Nr. 36 vom 5. September 1998

 

Bauernblatt für Schleswig-Holstein und Hamburg

Autor Dr. agr. Hans Peter Stamp

Logisch?

Was würden Sie von einer Einwohnerstatistik in einer Gemeinde halten, die nur die Todesfälle und Wegzüge registriert und auf diese Weise zu einer immer stärker abnehmenden Bevölkerungszahl kommt? Sicher, da fehlt etwas. Nach diesem Prinzip aber verfahren die bei

uns geführten Roten Listen für Pflanzen- und Tierarten. Zugegeben, der Vergleich mit der Einwohnerstatistik hinkt ein wenig. So verläuft der Prozess der Entstehung neuer Arten so langsam, dass das Pendant zu den Geburten, die "Geburt" neuer Arten in den für Menschen überschaubaren Zeiträumen nur selten vorkommt.

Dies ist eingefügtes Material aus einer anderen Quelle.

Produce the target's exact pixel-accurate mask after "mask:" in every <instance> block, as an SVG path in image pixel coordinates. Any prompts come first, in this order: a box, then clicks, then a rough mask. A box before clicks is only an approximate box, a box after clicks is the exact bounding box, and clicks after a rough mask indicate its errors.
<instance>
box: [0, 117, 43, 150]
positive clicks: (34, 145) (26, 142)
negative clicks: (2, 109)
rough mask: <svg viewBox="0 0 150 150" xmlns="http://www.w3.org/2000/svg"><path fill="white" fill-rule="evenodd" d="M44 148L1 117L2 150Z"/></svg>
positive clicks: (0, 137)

Problematisch ist es aber, dass die Roten Listen nicht mit den Zuzüglern bilanzieren. Das Institut für Landwirtschaft und Umwelt (ilu) in Bonn hat hierzu eine vorläufige Literaturauswertung vorgenommen und kommt zu dem Ergebnis, dass es nach gründlicherer Untersuchung womöglich die Aussage geben kann: "Eine vollständige floristische und faunistische Betrachtung kommt unter Berücksichtigung der zugewanderten Arten zu dem Schluss, dass es in Deutschland heute mehr Tier- und Pflanzenarten gibt als je zuvor." Es wäre doch interessant, entsprechende gründliche Untersuchungen zu machen. Das ilu kann u.a. wie folgt zitiert werden: "Bis 1990 sind ca. 250 Neusiedler unter den Pflanzenarten (Sukopp, 199x) beschrieben, denen ca. 50 in Deutschland nicht mehr vorkommende Arten gegenüberstehen (Bundesamt für Naturschutz 1995)." Auf Wunsch (Fax: 0228/9799340) kann von ilu weiteres Material bezogen werden.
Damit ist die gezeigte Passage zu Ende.